At Marriage Convention 2016, many soon-to-be-wed couples were treated to a lighthearted but enlightening talk on 19 March 2016 by lawyer-couple, Boaz and Claire Nazar, marriage trainers of the Prevention and Relationship Enhancement Programme® (PREP). They examine the safety cornerstones and expectations of marriage, sharing tips to create enduring love.
Running the Distance to the Finish Line
The speakers at the When Marriage Begins talk have a deep passion to see couples make it to the finish line and fulfill their marriage vows ‘till death do us part’. This is not least because Mrs Claire Nazar, a FFL council member, is a long-distance runner, and her husband Boaz, is a self-professed ‘television-couch-to-kitchen sprinter’.
As master trainers of the 12-hour Prevention and Relationship Enhancement Programme® (PREP) course — a widely recognised programme based on research conducted by the University of Denver — the lawyer-couple kept a hall packed with soon-to-be-wed couples highly engaged (pun unintended) during their humour-sprinkled, sold-out session.
The interactive session to prepare young couples for life after the big wedding, aptly made use of a ‘Pigeonhole Live’ smartphone app to track real time participant responses to propositions such as:
- Commitment means being faithful until one or both of you decide it is enough.
- Pulling back commitments when you are upset, angry or had a quarrel with your spouse is acceptable.
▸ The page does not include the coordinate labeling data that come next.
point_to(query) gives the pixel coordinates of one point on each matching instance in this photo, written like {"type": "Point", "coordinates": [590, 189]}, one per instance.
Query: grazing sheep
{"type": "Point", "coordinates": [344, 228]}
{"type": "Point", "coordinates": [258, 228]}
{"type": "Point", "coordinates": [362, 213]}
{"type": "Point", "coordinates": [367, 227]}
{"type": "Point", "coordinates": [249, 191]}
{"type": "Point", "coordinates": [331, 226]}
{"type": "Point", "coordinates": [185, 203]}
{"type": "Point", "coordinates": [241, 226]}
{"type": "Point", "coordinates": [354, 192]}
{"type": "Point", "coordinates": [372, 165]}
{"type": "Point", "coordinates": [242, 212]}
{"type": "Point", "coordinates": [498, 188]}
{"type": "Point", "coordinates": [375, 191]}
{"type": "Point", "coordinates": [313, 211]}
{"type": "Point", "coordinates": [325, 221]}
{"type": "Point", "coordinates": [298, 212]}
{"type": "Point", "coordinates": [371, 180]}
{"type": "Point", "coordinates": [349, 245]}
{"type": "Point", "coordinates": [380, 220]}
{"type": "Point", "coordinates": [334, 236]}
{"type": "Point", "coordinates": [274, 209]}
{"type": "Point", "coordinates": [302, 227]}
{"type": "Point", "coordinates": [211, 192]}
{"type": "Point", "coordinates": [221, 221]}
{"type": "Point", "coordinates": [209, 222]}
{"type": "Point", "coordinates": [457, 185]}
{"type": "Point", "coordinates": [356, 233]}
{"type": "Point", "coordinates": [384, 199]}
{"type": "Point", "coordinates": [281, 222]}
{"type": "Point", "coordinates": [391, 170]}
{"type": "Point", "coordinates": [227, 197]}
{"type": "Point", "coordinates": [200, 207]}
Claire and Boaz encouraged couples to give honest, self-reflective answers, even if they may not be “politically correct” and the poll results showed quite a number who held these beliefs. The speakers then advised that a marriage premised on these beliefs would be shaky.
Before the family home can be a safe haven for family members to grow and love one another, a couple’s marriage must be stable and kept safe. The Nazars highlighted three ‘safety’ pins in scoring the coveted goal of a healthy and happy marriage:
- Commitment Safety
- Emotional Safety
- Personal Safety
Commitment is about protecting who you are as a couple and what you are building together for the future,” they shared.
Happily married couples have a purposeful ‘Us with a Future’ sense of togetherness and direction which they see themselves working and moving towards. They talk openly, share thoughts and support each other, without fear of either emotional harm, physical harm or intimidation.
‘Great Expectations’ of a Marriage
The speakers addressed commonly held views and expectations about gender roles, time together, money, birth control, children and core values in the context of marriage.
Couples need to understand that differences in expectations stem from several factors: personality, parents, family background, upbringing, past relationships, friends, religious/cultural beliefs, traditions, even television, music and social media.
Where expectations exceed reality, one is bound to experience disappointment.
Consider this formula:
If R (Reality) < E (Expectations)
Then R = D (Disappointment)
To mitigate disappointment, one needs firstly to be aware of the basis for one’s expectation, assess its reasonableness, then skilfully express and communicate one’s thoughts to the spouse. If necessary, both should make suitable changes so as to better manage and resolve the differences in expectations.
Focus on the Good
The talk came to a fruitful close with a vibrant Q&A segment. One question that drew much interest was: How do couples constantly remind themselves not to take each other for granted along the marriage years?
Openly acknowledging the ‘downside of commitment’, the speakers noted that problems arise when parties take commitment for granted and think, “My spouse is supposed to be committed, so he or she will always stay/stick around.” This perspective can lead parties down a slippery slope because when one partner takes things for granted, he or she will not give their spouse top priority.
They recommend that marriage partners draw up an appreciation list of each another. “Focus on the good things; think of ways to show appreciation,” they urged. Intentional acts, such as practising the habit of giving thanks for each new day with the spouse, have proven to be very effective.
Sorry is Not the Hardest Word
Another ‘hot’ question was: “How do you resolve disagreements and quarrels with your other half? Sometimes, the other partner just insists he is right.”
Boaz replied unabashedly, “I would always be the first to apologise. I say to my wife: I am sorry Claire... but you are wrong...” much to everyone’s amusement.
He also provided the following ‘safety procedure’ tips:
- Learn to calm yourself down
- Withdraw from conflict situation where necessary
- Always sit down in a good state of mind to talk over the problem
- Don’t let the issue at hand ‘define’ the marriage (lest in winning the argument now, you lose the war in the long term...)
To make a relationship last, it is inadequate to merely ‘endure’, either the existence of the other, or the feeling of being ‘tied’ down.
On the contrary, to build an enduringly loving, lasting and strong marriage, partners must share deep, connected ties cushioned in safety, in terms of long-term commitment, reciprocal devotion, mental and physical well-being.
Marriage Convention 2016 is an annual event organised by Families For Life (FFL), for experts to share know-how and tips with couples, to foster happy and healthy marriages.